The residents and shopkeepers of the City attributed several reasons to this dampening of spirits. They said that now men have also become conscious of their looks and they avoid application of gulal on their faces. The changing lifestyles and shift in the mindset of people towards materialism is also responsible for this apathy towards the festival.
When shopkeepers selling colours and residents of the City were contacted by Hindustan Times most of them were of the opinion that spirits of people on Holi and Rangpanchmi have dampened drastically and it can be said that the people do not welcome and celebrate the festival as they used to in the past due to which the business of traders dealing in pichkaris, gulal, colours etc has been adversely affected.
On this Holi and Rangpanchami considerably greater numbers of clean faces could be seen on the roads. However, business has been affected to a greater extent since the factor of inflation also comes into play, the traders said.
Anil Arande, who sells colours every year on Holi and Rangpanchmi, maintained that compared to last year, this Holi his business had been reduced to less than half. He reasoned that this is a sign of decline in enthusiasm, as this indicates that fewer people are playing Holi and Rangpanchmi.
Similarly Deepak Kakne revealed that his profit last year was Rs 8000, which came down to only Rs 5000 this Holi. He disclosed that business of water pistols had doubled, while sale of dry colours had nose-dived. He said that maximum sale was of water pistol and most of the gulal was left unsold.
He added that nowadays people have developed aversion to gulal, as they are conscious of their looks. Hence they prefer playing with watercolours in spite of acute shortage of water.
He revealed that another change which has taken place in the way of celebration of festival is that adults older than 25 years normally avoid playing Holi and Rangpanchmi and the festival is now limited to mainly teenagers. Deepak disclosed that children up to 15 years of age celebrate the festival with verve, while older citizens normally stay indoors till late in the afternoon.

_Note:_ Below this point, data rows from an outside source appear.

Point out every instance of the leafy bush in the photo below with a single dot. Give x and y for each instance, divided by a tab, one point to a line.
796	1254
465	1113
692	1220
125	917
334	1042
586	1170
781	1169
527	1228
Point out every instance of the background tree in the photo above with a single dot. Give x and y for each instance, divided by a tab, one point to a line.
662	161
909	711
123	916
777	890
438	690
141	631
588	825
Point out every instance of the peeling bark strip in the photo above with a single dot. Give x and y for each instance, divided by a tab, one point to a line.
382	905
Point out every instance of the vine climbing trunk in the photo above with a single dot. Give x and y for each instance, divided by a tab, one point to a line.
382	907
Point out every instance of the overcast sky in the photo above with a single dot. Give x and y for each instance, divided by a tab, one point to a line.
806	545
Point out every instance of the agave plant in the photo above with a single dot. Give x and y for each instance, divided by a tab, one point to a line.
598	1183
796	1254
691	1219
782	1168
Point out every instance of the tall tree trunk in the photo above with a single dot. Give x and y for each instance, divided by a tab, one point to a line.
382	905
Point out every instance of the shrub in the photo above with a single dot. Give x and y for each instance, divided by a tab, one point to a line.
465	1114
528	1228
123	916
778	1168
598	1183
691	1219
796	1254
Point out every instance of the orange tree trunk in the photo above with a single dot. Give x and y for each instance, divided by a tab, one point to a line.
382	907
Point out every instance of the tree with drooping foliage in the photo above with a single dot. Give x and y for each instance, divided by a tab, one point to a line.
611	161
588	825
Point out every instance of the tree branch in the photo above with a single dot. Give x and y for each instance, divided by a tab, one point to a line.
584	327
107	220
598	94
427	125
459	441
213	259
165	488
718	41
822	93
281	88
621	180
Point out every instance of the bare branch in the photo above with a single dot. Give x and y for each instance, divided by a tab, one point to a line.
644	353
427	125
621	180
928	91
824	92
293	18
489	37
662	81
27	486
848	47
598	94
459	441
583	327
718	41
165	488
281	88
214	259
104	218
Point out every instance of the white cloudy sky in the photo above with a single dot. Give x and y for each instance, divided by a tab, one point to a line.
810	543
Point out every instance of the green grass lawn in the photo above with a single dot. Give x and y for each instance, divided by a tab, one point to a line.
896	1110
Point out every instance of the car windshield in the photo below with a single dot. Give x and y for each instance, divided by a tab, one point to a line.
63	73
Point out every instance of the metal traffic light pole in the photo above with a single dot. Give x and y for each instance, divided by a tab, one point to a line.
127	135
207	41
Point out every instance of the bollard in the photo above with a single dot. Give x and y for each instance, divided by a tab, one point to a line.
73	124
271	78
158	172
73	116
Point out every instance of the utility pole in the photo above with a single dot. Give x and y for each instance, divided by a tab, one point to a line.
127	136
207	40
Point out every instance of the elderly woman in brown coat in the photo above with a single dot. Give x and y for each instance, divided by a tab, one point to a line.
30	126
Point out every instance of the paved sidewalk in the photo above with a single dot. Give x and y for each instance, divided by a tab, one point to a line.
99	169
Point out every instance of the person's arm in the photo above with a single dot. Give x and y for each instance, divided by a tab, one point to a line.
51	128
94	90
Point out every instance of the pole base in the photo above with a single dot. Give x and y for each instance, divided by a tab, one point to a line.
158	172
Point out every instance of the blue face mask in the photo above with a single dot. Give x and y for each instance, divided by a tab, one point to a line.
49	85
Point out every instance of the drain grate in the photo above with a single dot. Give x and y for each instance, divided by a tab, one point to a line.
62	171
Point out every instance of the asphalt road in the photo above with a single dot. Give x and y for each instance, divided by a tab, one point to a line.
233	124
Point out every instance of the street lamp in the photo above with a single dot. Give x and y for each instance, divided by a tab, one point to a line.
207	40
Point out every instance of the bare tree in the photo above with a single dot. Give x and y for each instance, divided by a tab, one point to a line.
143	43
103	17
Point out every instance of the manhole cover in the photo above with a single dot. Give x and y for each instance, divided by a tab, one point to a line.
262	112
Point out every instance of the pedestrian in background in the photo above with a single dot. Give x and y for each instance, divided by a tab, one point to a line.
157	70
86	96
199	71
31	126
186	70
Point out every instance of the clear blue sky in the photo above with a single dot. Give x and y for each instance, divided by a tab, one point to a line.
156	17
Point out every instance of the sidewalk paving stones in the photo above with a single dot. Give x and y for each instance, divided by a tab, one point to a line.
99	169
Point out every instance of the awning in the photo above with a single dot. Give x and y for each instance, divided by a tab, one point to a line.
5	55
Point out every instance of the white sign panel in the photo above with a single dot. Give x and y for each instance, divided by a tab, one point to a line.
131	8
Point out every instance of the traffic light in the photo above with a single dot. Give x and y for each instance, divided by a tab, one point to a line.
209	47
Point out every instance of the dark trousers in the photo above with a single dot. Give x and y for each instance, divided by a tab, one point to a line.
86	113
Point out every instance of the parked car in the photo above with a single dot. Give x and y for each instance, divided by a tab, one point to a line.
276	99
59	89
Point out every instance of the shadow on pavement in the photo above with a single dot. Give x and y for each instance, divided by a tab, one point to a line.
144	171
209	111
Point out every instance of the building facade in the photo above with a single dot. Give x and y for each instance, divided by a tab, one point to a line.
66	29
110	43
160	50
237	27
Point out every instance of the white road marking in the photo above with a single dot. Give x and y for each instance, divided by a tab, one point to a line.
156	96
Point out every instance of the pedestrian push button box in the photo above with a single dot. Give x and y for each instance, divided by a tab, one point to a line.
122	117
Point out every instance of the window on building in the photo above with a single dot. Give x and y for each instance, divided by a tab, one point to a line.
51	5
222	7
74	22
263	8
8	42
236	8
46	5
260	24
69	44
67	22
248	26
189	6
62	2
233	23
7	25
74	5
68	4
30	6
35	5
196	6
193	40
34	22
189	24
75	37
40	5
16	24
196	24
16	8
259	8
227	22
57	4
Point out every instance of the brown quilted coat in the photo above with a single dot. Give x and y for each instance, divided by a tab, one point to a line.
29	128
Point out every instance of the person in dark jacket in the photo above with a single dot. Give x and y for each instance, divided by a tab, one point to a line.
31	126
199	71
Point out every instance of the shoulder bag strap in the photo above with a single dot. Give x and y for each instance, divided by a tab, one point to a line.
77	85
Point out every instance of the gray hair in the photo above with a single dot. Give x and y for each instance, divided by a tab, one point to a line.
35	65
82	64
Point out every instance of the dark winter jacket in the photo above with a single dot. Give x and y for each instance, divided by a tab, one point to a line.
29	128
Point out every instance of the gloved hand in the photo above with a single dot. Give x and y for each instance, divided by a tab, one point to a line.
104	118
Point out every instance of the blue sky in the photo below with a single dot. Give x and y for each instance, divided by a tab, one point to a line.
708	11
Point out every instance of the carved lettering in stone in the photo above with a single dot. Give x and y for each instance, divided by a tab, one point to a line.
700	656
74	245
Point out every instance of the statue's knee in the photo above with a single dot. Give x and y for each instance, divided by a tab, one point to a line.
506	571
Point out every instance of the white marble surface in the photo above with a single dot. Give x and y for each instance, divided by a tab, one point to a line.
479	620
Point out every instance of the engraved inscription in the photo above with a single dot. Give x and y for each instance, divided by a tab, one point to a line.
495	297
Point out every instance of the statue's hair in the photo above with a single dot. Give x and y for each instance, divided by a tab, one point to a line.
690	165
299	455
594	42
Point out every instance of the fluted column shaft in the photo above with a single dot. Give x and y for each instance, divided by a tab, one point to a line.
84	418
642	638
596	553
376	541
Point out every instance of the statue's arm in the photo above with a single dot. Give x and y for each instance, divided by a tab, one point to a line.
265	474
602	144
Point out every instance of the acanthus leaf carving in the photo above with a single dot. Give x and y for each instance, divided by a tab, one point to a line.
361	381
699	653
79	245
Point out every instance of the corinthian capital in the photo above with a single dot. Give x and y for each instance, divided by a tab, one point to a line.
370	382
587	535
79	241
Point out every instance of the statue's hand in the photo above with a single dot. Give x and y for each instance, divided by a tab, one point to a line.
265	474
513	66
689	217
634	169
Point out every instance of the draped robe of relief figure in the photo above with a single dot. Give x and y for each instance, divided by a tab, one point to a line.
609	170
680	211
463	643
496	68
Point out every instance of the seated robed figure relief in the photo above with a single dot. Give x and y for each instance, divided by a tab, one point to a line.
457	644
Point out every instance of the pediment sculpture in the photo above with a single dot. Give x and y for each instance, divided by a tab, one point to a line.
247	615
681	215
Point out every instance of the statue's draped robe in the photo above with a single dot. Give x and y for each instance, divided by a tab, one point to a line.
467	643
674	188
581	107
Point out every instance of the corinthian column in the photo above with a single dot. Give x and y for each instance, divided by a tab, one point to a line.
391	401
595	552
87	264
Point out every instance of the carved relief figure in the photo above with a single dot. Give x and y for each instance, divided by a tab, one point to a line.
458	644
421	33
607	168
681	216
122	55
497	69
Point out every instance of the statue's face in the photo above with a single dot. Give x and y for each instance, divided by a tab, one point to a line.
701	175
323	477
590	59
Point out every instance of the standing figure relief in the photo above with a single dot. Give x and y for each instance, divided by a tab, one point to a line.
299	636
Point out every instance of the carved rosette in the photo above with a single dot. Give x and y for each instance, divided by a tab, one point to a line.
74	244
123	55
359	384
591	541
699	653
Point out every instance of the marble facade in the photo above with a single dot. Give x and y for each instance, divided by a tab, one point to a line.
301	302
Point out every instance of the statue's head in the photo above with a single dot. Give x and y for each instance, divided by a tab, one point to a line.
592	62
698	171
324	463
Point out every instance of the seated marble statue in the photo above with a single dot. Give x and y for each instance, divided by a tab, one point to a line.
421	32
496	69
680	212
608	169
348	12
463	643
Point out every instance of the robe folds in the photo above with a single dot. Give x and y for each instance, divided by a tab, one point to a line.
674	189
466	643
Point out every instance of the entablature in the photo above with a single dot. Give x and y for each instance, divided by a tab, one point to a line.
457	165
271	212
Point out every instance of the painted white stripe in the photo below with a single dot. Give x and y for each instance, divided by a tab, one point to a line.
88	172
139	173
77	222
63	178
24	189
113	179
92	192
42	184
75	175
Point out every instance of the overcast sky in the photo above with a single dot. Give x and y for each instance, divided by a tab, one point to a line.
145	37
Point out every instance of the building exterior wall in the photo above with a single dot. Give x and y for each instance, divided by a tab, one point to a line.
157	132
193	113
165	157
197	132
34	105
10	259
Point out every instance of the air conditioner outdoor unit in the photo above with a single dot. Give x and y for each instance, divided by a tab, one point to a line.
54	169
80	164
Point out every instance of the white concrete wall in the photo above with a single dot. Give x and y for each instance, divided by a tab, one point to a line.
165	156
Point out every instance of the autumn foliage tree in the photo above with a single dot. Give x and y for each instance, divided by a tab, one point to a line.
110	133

Anil Ukey, who sold colours at LIG Square for three days, revealed that his business had been on the decline. He further said that the City no longer celebrates Holi and Rangpanchmi with the same fervour.
Ankit Rathore, resident of Old Palasiya, was also of the same opinion. He said that maximum enthusiasm was witnessed at Rajwada where water drums had been put up on the night preceding Rangpanchmi.
He said than Rangpanchmi was celebrated with greater zeal in the city compared to Holi. He, however, revealed that now the duration of celebration of Rangpanchmi had been reduced to mere four hours and the main fun was from 10 am to 2 pm. He said that number of people playing Rangpanchmi had been declining continuously compared to previous years and with every passing year greater numbers of clean faces could be seen on the roads.
College students Neha Singh and Mona Saxena maintained that teenagers stopped playing with colours after 3 pm today, while in the past celebrations lasted till 5 pm.
Retired engineer Prakash Saxena and a teacher Sunil Sharma, however, maintained that the apathy is primarily due to the materialistic outlook of people and their prime objective in life is to earn money and now people have little time for fun and festivals. They added that a change in the mindset was needed.